Serviranno a poco i 5 accessi al mare concessi ai disabili che, oltretutto, vedranno la luce dopo il Ferragosto ed stagione estiva più che avanzata, per sanare le ferite della mancata realizzazione del Piano di Eliminazione delle Barriere Architettoniche, il cui finanziamento, nel 2020, è stato cancellato dall’Amministrazione comunale.
Questa la considerazione dell’ex consigliere comunale Michele Mangiafico che, mettendo il dito nella piaga, parla di “sconfitta in termini di obiettivi sociali”.

“Un ulteriore passo indietro rispetto al 2019” – scrive – “sottolineato nel medesimo contesto anche dalla realizzazione di un solo solarium in luogo di quelli attrezzati nelle passate stagioni”.
Secondo Mangiafico, sebbene il Bilancio sia stato approvato ad inizio anno, ciò che manca è la programmazione.
“Nell’analizzare i dati contabili” – prosegue – “non comprendiamo perché, a fronte delle mancate risorse impiegate durante il lockdown per il servizio Asacom (capitolo 1923/1 del Bilancio 2020), l’Amministrazione comunale non abbia utilizzato queste economie sempre per i diversamente abili, realizzando un numero maggiore di accessi al mare”.
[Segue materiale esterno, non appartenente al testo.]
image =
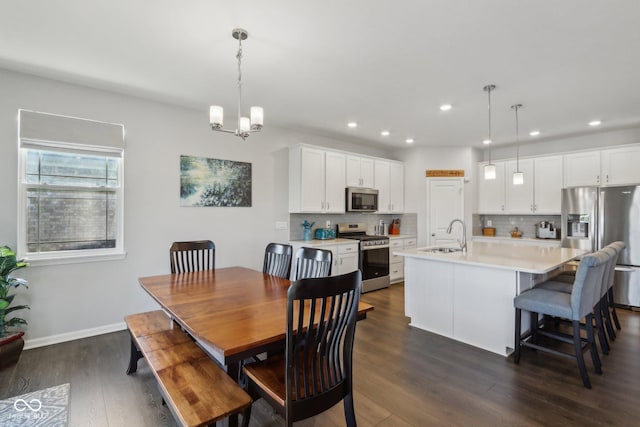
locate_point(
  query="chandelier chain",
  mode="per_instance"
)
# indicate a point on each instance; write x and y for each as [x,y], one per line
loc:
[239,57]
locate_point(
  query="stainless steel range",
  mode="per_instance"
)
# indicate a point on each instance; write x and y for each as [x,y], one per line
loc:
[373,258]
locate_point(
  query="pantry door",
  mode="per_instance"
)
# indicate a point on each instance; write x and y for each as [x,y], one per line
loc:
[445,202]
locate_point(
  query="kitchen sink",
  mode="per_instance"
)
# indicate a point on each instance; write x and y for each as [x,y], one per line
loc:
[441,250]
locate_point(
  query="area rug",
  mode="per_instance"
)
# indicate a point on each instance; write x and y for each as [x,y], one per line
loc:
[43,408]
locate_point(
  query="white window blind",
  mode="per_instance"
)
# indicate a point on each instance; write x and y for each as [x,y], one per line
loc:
[71,192]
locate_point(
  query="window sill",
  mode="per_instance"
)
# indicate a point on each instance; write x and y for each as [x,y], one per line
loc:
[59,259]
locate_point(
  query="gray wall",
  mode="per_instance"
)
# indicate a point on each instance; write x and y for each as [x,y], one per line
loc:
[74,300]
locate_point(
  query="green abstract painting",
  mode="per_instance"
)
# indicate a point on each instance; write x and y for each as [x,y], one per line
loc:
[214,182]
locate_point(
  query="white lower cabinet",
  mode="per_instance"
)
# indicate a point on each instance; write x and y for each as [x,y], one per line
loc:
[345,255]
[396,262]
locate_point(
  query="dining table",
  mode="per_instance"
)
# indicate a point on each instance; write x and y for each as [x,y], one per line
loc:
[233,313]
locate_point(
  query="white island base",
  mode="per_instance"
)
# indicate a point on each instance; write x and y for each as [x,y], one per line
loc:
[469,297]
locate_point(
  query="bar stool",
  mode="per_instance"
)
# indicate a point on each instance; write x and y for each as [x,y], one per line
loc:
[599,310]
[574,306]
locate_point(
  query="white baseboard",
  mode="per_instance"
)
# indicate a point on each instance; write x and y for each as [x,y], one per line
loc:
[70,336]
A meno che, domanda l’ex consigliere comunale, “intende da settembre raddoppiare le ore per il servizio di assistenza all’autonomia e alla comunicazione che non ha erogato da marzo a giugno”.
Se così è, lo vedremo tra un mese, intanto, come cantavano i Righeira nel 1985, “l’estate sta finendo” e a Siracusa, i disabili attendono ancora … il montaggio degli scivoli per l’accesso al mare!